Weather delayed the corps from beginning repair work last month as planned.
But the corps over the weekend said the contractor overseeing the $6.4 million repair is now on site and expected to complete the project by late spring or early summer.
“The reconstructed embankment will be protected by stone riprap on the upstream side and Bermuda grass sod on the downstream side,” Mike Kingston, the corps’ project manager, said in a statement.
“As part of this effort, removal and replacement of a portion of the asphalt roadway and subgrade layers along the embankment crest will be required.”
The corps, which manages Lewisville Lake for the federal government, had covered the landslide with tarps to protect it from rain, using rocks, sand bags and wooden pallets to hold the tarps in place.
Severe thunderstorms late last year wreaked havoc on the tarps, exposing the vulnerable landslide to more than 16 inches of rain that bombarded the North Texas area over the Thanksgiving and Christmas holidays.
The landslide repair is necessary to prevent further erosion at what the corps rates as the eighth-most-hazardous dam in the country. Failure of the dam could send a wall of water 65 feet tall sweeping toward downtown Dallas.

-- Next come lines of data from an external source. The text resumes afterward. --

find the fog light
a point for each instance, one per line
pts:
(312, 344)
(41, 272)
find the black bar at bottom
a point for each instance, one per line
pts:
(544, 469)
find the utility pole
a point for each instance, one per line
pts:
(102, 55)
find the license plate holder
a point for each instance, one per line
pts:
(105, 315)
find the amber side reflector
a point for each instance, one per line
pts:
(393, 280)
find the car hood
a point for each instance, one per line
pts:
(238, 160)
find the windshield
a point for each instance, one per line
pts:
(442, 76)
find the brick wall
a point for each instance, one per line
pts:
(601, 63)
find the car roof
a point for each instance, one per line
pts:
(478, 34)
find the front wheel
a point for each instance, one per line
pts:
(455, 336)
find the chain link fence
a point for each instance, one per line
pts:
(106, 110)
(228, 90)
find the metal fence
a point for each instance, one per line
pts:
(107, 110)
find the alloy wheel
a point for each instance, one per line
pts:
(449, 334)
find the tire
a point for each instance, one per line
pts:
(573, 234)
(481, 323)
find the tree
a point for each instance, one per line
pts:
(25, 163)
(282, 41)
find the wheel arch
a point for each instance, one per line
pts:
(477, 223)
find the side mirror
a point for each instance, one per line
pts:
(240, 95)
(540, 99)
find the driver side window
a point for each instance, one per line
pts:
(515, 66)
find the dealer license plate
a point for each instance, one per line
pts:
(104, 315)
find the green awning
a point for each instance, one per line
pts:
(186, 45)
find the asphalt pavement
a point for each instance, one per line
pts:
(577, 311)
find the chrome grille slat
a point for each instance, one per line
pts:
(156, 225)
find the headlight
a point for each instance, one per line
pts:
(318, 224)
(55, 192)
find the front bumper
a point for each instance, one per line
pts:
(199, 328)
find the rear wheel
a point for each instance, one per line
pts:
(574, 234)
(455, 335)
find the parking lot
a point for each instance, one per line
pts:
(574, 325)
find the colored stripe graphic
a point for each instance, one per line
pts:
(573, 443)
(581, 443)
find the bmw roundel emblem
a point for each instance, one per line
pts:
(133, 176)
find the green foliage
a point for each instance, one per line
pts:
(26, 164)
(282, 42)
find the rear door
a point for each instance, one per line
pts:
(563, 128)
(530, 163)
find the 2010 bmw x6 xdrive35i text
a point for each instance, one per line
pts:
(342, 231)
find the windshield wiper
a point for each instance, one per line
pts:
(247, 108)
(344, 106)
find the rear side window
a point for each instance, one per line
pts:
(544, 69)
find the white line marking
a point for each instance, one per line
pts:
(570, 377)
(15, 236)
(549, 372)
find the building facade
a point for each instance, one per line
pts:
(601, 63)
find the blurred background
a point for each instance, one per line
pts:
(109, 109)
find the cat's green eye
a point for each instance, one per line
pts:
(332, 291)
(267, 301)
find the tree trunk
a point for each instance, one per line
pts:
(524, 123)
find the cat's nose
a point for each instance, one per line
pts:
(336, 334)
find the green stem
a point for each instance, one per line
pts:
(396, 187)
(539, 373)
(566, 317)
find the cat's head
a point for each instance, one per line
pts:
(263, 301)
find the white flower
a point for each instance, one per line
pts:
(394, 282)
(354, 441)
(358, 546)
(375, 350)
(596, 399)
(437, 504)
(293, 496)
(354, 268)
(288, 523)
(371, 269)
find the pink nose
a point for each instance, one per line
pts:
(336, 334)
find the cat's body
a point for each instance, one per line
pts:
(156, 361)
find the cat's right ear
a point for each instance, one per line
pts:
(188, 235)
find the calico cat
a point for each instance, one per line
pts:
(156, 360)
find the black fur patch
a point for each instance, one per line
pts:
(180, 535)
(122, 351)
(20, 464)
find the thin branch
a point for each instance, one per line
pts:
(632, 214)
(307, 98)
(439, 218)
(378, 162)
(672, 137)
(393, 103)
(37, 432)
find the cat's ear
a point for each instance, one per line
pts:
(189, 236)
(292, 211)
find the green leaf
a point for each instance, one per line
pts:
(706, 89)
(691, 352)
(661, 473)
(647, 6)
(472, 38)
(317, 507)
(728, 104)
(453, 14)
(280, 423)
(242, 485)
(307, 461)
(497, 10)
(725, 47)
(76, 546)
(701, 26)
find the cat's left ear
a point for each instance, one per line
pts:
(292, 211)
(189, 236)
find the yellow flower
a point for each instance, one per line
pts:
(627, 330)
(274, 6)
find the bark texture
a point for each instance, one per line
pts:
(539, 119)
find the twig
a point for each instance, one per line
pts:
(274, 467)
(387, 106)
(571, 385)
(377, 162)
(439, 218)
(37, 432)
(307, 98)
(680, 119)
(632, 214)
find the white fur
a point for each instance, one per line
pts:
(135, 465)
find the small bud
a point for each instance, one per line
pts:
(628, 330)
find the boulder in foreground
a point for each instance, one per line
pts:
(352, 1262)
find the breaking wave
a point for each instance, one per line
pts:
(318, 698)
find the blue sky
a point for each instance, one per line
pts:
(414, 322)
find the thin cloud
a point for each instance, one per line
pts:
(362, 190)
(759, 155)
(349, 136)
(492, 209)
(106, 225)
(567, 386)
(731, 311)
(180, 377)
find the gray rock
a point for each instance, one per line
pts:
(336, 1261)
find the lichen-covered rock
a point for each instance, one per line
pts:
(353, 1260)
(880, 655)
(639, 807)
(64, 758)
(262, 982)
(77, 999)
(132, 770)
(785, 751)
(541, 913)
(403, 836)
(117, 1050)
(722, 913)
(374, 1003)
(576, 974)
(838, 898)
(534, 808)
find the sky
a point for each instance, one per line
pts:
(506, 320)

More than 400,000 people live in the water’s path.
The 161-foot-long, 23-foot-wide landslide appeared in late June after record rainfall and is adjacent to another major slide that occurred in 1995.
After The Dallas Morning News and the Denton Record-Chronicle published a report about the threat to Lewisville Lake Dam, three members of the North Texas congressional delegation pledged to raise money to accelerate repairs.
The corps estimates that permanent repairs will cost between $50 million and $500 million and would take several years.
The corps has taken steps to lower the lake level to repair the landslide by releasing water downstream and said in statement that despite “some known dam safety issues, it is not at risk of failure.”